Sister Assumcion (mockingly): St. Martin! To the rescue of your little bird!... as the common folk and (with an ironical bow to the third nun) Sister Assumcion would say.
First Nun: What’s that?
Sister Assumcion: Why, it is but a little story that I sometimes think of when I look at Sister Pilar.
Second Nun: Let’s hear the story.
Sister Assumcion: Well, they say that one hot day a little martin perched on the ground under a tree, and, spreading out his wings and ruffling his little feathers, as proud as any canon’s lady at a procession in Holy Week, he piped out: Were the sky to fall I could hold it up on my wings! And at that very moment a leaf from the tree dropped on to his head, and so scared the poor little bird that he was all of a tremble, and he spread his wings and away he flew, crying: St. Martin! To the rescue of your little bird! And that is what we say in the country when folks carry their heads higher than their neighbours. (They laugh.)
(Pause.)
Second Nun: And yet has she kindly motions. Do you remember when the little novice Ines was crying her eyes out because she had not the wherewithal to buy her habit, and thought to die with shame in that she would need have to make her profession by pittances? Well, and what must Sister Pilar do but go to the friend of Ines, little Maria Desquivel, whose father, they say, is one of the richest merchants in Seville, feigning that for the good of her soul she would fain consecrate a purse of money, and some sundries bequeathed her by an aunt, to the profession of two novices, and said that she would take it very kind if Maria and Ines would be these two.

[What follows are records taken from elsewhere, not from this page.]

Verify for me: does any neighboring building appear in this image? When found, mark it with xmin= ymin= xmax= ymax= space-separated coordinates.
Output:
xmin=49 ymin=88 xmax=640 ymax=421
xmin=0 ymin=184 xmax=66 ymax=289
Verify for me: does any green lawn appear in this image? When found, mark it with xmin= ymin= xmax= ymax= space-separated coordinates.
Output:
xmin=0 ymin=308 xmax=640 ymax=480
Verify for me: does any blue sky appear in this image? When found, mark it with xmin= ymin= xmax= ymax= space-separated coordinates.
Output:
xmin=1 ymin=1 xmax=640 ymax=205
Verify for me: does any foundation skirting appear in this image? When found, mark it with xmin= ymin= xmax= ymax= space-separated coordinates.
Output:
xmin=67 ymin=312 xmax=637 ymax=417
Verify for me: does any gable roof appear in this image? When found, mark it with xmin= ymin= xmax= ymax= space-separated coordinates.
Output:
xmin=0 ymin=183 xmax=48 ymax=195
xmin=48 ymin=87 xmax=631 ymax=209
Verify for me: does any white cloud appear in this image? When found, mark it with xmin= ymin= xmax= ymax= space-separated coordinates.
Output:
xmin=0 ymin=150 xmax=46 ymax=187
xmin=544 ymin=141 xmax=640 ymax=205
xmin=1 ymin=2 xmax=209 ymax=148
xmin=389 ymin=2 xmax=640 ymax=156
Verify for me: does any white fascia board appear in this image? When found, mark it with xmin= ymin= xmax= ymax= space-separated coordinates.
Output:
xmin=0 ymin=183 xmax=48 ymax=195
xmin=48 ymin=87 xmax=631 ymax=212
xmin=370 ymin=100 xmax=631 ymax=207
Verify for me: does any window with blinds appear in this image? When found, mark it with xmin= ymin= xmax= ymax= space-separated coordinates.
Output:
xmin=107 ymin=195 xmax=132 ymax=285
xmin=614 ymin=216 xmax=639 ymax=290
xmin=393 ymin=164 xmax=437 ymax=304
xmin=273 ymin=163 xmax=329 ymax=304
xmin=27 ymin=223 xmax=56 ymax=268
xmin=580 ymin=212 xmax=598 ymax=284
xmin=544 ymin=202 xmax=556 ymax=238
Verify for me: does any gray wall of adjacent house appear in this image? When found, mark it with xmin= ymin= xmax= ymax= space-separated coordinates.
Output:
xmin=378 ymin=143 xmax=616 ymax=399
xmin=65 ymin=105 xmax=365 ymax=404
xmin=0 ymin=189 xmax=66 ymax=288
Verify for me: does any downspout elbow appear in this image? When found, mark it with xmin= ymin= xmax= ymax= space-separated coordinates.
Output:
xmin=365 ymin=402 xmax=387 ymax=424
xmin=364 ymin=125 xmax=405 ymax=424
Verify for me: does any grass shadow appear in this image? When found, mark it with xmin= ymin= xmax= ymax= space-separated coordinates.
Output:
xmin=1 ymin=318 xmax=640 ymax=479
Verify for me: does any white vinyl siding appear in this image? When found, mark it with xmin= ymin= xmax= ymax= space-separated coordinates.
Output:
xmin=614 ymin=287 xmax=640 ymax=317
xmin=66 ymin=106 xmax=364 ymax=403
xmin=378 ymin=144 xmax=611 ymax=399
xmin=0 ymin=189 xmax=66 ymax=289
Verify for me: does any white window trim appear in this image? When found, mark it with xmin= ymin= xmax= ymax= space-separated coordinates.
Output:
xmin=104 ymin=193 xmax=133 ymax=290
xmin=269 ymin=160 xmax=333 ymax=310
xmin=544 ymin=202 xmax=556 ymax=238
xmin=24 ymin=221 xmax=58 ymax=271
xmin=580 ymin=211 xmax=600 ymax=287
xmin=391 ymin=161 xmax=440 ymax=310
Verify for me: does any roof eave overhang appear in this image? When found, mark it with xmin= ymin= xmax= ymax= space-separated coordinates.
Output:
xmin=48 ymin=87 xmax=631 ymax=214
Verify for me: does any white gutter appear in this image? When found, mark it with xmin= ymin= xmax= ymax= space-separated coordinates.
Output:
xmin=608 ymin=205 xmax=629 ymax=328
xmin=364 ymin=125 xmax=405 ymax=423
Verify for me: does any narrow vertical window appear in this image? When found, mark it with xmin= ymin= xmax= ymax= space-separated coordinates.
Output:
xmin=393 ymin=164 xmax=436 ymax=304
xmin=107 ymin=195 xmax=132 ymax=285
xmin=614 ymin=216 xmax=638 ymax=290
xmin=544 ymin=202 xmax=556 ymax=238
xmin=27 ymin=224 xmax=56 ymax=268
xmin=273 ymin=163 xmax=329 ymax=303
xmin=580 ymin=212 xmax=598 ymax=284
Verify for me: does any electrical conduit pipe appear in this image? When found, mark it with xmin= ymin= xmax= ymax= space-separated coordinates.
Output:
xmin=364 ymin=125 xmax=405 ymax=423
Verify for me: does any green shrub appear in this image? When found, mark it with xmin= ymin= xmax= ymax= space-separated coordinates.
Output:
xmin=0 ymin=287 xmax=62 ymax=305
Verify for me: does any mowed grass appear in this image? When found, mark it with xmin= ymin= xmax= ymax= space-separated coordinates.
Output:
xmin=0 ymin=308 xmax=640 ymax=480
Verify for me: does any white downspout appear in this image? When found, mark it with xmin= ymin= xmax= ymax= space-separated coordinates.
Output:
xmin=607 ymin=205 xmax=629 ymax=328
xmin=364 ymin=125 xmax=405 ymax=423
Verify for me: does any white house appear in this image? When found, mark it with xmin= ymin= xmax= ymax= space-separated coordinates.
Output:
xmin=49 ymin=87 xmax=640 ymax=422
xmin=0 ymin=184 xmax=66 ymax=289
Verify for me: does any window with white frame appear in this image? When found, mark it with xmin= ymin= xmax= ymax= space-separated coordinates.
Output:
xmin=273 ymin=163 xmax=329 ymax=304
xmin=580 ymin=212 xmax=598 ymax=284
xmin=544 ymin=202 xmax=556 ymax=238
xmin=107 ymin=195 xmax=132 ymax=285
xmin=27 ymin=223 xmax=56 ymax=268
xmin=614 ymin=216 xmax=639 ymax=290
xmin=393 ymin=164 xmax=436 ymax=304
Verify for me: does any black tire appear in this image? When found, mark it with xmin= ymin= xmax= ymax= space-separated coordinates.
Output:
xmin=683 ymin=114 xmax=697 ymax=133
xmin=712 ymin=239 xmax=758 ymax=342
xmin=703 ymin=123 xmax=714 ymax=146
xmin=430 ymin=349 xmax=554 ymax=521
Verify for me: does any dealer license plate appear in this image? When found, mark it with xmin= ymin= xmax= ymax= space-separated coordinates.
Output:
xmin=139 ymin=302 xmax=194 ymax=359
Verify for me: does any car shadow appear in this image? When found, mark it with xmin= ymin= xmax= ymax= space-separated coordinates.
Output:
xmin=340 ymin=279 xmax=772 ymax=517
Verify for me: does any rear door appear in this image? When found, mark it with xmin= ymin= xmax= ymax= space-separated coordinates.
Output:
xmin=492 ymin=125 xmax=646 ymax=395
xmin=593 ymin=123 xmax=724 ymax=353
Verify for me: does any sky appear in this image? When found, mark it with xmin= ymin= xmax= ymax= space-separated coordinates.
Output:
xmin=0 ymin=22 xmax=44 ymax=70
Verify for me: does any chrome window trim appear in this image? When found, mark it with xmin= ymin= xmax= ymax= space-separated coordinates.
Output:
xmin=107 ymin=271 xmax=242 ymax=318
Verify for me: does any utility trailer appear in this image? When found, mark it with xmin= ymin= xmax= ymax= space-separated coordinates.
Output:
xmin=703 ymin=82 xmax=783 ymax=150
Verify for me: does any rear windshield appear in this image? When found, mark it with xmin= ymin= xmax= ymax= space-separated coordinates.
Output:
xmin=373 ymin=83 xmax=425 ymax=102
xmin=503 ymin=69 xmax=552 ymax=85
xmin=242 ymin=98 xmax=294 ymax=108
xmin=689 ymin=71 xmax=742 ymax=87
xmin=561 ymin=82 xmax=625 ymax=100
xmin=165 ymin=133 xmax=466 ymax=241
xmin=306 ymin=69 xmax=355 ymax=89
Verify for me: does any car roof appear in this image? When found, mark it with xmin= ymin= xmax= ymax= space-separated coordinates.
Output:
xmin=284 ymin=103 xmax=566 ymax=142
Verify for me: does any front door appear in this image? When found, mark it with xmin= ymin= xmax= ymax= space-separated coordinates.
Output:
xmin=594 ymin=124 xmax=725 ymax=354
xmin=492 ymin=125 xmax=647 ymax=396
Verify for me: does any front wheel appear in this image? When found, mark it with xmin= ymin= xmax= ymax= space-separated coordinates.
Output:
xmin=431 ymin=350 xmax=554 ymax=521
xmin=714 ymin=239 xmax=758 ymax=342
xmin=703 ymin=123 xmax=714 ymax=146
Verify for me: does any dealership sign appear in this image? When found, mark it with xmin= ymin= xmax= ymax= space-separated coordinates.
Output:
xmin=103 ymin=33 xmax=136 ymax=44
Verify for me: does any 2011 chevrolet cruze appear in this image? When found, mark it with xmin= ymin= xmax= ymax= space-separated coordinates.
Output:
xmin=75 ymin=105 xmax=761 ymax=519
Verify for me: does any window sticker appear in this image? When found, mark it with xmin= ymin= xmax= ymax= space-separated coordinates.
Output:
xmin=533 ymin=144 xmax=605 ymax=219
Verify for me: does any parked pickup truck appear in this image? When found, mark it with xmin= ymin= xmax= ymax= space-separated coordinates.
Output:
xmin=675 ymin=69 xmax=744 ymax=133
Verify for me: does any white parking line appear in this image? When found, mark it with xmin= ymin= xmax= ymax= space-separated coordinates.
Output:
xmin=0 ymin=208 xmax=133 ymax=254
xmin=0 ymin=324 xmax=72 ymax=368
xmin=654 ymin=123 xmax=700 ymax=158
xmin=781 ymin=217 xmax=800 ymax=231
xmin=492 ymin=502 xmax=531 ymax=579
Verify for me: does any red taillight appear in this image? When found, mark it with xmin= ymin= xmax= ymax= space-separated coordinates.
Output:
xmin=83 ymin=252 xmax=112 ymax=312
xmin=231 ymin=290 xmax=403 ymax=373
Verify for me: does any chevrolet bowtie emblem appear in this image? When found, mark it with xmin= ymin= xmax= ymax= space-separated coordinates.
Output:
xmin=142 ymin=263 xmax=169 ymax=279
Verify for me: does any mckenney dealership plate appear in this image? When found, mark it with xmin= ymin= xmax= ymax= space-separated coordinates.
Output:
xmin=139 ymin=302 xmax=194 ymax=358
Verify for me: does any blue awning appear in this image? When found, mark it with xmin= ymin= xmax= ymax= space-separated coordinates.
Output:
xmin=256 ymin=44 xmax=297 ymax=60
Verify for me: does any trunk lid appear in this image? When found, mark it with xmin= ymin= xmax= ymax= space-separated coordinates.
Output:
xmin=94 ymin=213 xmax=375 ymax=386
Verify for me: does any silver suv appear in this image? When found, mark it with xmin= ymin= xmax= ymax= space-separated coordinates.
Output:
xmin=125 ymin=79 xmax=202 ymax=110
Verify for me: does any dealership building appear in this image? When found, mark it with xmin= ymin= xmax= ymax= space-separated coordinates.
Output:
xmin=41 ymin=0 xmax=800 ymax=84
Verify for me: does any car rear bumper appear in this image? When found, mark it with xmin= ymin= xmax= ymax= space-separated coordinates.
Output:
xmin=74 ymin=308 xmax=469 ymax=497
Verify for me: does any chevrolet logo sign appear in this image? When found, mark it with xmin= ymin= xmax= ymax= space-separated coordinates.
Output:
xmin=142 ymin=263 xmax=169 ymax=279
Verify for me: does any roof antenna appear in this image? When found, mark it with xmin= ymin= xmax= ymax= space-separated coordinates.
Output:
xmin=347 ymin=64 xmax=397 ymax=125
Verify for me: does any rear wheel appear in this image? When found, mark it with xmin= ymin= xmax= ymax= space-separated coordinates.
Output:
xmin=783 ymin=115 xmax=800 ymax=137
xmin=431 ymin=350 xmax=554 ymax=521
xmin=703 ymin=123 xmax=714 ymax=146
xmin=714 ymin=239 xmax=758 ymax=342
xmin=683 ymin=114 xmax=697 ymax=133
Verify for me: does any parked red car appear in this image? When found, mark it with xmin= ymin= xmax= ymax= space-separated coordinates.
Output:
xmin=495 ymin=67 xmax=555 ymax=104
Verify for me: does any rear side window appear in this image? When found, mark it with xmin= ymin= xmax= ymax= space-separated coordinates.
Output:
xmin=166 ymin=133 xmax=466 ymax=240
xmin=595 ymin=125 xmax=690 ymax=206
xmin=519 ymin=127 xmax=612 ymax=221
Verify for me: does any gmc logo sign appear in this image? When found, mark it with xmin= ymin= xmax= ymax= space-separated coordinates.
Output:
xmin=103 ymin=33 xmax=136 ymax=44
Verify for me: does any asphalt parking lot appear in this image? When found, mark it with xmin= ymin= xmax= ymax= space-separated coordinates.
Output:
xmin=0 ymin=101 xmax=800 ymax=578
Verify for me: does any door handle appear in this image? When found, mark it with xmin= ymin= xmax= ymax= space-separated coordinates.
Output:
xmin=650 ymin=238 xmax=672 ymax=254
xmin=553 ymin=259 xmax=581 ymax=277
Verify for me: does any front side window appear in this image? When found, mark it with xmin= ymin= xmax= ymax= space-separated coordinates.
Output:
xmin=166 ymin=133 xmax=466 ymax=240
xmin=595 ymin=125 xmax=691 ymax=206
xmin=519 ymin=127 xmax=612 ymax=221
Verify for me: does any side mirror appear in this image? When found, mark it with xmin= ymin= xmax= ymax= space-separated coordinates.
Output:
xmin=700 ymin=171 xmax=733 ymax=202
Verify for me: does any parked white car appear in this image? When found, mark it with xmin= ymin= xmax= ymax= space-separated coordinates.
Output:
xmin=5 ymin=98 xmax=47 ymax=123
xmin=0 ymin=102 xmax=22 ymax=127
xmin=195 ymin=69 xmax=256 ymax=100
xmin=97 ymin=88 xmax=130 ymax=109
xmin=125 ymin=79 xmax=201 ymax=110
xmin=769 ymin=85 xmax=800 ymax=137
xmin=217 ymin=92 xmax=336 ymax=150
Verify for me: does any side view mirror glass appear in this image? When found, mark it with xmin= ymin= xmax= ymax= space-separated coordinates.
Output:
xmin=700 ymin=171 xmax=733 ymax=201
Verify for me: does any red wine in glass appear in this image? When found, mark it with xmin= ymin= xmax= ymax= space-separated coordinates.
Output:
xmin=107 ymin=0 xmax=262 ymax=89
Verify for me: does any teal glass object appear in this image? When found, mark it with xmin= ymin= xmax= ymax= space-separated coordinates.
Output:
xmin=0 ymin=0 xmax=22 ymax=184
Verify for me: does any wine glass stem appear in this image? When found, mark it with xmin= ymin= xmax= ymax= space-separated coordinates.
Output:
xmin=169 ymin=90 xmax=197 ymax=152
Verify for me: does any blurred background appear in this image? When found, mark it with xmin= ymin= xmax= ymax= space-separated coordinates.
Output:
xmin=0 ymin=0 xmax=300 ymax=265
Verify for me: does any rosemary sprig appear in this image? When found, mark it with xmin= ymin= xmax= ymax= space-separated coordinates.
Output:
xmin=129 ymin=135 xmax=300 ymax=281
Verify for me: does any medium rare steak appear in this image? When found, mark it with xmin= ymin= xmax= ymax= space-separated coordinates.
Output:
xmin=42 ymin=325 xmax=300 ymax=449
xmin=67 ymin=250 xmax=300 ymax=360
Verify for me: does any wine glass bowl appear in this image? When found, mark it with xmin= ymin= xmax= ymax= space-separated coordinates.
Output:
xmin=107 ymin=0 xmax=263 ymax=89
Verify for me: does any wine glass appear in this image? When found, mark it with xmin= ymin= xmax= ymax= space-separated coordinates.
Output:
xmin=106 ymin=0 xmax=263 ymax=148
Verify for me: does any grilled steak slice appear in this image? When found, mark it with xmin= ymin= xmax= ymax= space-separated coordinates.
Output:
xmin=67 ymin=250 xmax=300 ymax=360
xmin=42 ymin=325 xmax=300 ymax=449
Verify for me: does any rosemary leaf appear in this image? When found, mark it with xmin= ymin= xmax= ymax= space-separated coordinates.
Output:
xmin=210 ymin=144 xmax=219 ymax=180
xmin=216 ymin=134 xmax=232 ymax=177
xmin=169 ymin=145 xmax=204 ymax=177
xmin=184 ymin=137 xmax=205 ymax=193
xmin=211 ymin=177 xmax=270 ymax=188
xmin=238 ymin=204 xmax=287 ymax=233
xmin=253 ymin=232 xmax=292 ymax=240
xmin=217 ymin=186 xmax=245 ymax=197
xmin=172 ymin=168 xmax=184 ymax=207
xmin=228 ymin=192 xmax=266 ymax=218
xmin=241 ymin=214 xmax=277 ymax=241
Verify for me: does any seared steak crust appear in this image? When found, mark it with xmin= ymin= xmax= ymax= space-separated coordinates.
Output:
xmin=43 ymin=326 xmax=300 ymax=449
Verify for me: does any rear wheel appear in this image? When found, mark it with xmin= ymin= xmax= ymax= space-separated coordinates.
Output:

And so little Ines was furnished out with habit, and feather-bed, and quilt all powdered with stags’ heads and roses, and a coffer of painted leather, and a dozen spoons, and a Dominican friar to preach the sermon at her profession, without expending one blush of shame; in that she shared the debt with her rich friend. And then, too, with children she is wonderfully tender.
Fourth Nun (with a little shiver): But that cold gray eye like glass! I verily believe her thoughts are all ... for the last things.